October 26, 2000 Vol. 343 No. 17
カジノで起きた心停止に対する警備員による迅速除細動の転帰
Outcomes of Rapid Defibrillation by Security Officers after Cardiac Arrest in Casinos
T.D. VALENZUELA AND OTHERS
医療関係専門職員や救急救命士以外の人々による自動体外除細動器の使用は,米国心臓協会とその他の組織団体によって推奨されている.しかしながら,病院外で起った心停止に対して,医療従事者以外の人々によって除細動器が使用されたときの転帰に関するデータはほとんど得られていない.
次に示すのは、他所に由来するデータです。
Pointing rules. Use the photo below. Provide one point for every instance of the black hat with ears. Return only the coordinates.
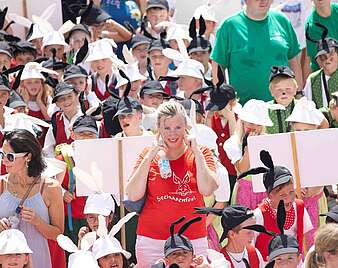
(281, 243)
(178, 241)
(273, 176)
(198, 42)
(325, 43)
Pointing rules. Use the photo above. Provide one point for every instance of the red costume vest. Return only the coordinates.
(270, 224)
カジノで突然心停止を起した一連の症例を対象として,前向きの検討を行った.カジノの警備員は,自動体外除細動器を使用する訓練を受けていた.カジノでの除細動器の保管場所は,心臓発作から最初の除細動を行うまでの目標時間を 3 分以下にできるような場所が選ばれた.われわれのプロトコールでは,(可能であれば)最初に除細動を行い,続いて手動による心肺蘇生法(CPR)を行うよう定めていた.主要転帰は,生存して退院することとした.
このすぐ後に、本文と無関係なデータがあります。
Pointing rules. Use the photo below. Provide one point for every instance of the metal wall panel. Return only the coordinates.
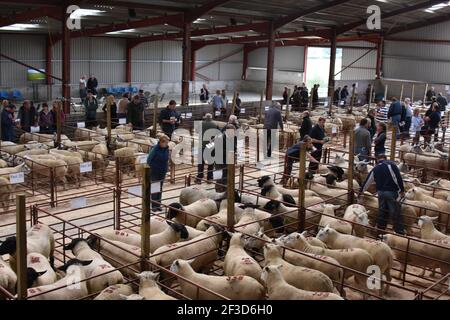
(436, 31)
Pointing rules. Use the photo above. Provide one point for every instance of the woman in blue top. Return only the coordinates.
(158, 160)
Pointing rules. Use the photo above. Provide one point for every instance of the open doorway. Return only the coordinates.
(318, 68)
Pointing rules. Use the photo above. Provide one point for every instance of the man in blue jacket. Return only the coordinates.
(389, 183)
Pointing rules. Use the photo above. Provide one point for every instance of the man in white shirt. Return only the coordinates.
(83, 91)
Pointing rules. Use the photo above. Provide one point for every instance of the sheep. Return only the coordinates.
(444, 206)
(73, 284)
(279, 289)
(353, 258)
(381, 253)
(299, 277)
(113, 292)
(428, 231)
(40, 239)
(232, 287)
(148, 287)
(238, 261)
(193, 193)
(43, 167)
(339, 225)
(40, 265)
(168, 236)
(205, 250)
(117, 253)
(193, 213)
(8, 278)
(358, 214)
(424, 253)
(99, 268)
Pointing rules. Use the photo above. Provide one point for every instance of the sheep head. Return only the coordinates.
(32, 276)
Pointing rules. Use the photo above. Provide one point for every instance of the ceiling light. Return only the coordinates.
(122, 31)
(85, 12)
(20, 27)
最初に記録された心リズムが心室細動であった 105 例の患者に対して,自動体外除細動器が使用された.これらの患者のうちの 56 例(53%)は生存して病院から退院した.心臓発作を目撃された 90 例(86%)の患者について検討すると,臨床的に意味のある時間としては,心臓発作から除細動器を胸に当るまでの平均(± SD)時間が 3.5 ± 2.9 分間,心臓発作から 1 回目の除細動ショックを与えるまでの平均(± SD)時間が 4.4 ± 2.9 分間,心臓発作から医療関係専門職員の到着までの平均(± SD)時間が 9.8 ± 4.3 分間であった.生存率は,心臓発作が目撃されてから 3 分以内に 1 回目の除細動が行われた患者では 74%,3 分が経過してから 1 回目の除細動が行われた患者では 49%であった.
病院外で心室細動による心停止が起った場合,医療従事者以外の人々による自動体外除細動器を用いた迅速除細動によって生存率を高めることができる.そして,もっとも高い生存率を得るためには,心臓発作から除細動までの時間が 3 分を超えないようにすることが必要不可欠である.